What a Year, in Desert Time
I moved to the desert a year ago and now I’m preparing to move back to the ocean breezes of San Diego. The first draft of my new book will be complete before the moving van arrives. (L & D Van Lines.) I’ve cried a lot, laughed a lot, written a lot and learned a lot. I barely have any bio-family left in my life, except for my brother and his family — oh do they bring wonderment and stability to my life, in a way they probably don’t understand. I briefly gained and then quickly lost a connection with my sister. And I lost my mother. She didn’t die, she just tore up her mother card and the pieces landed at my feet. I reconnected with JF, long lost friend from my 70s LA days, and had the honor of meeting her daughter. I witnessed from a distance P fall in love with and be loved back by P — and shared in the birth of her first grandchild. And, I celebrated and toasted, along with sister friend-comrade Margaret and the whole gang, the engagement of her only daughter. Most importantly, I got to know LHT again, got to know him differently and fuller, even after all these years. Now we are engaged.
Onward and upward, I say, as I tap and leap down a new path on life’s curvy trail. I got love, I got music, and I can still dance.
June 22nd, 2008 at 6:29 am
Thank you for a wonderful message from the desert.
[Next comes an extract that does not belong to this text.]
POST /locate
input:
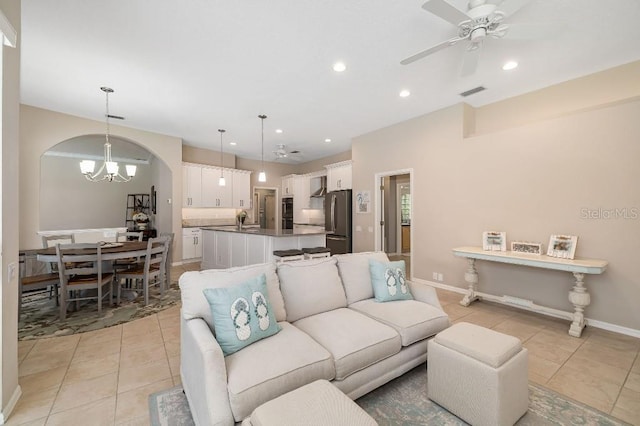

I’ve talked to many of the people from the ocean breeze department and they are delighted. Also I have used the L & D Van lines before and I think you will find them reliable and affordable. Great news about the delivery of first draft, how do you find the time? You do have love and hope and a partner who is inspired by your heart.
Onward and upward, I say!
Luke
June 27th, 2008 at 7:39 am
I’m so glad I had reason to open your blog today. I seem to dive in about once a month, and here I am again, right on time. Your writing in this space inspires me to no end and makes me wish for a site of my own to do just the same thing, although I remain apolitic, which is the realm of poets. My work is of the spirit. One must have a defined ego to be political. My ego is an amoeba.
As one half of P & P, I’m sorry to say things aren’t going so well, and all because of politics. The other P has become involved with our local Democrats, and his attention to it is driving me insane. We’re on a quest for counseling (hey, if it works for the Sex in the City gals, it might work for us. I think P’s time would be better spent gardening. How on earth does one learn to be half of a whole when for fifty-one years one has been only a half? What does love have to do with anything?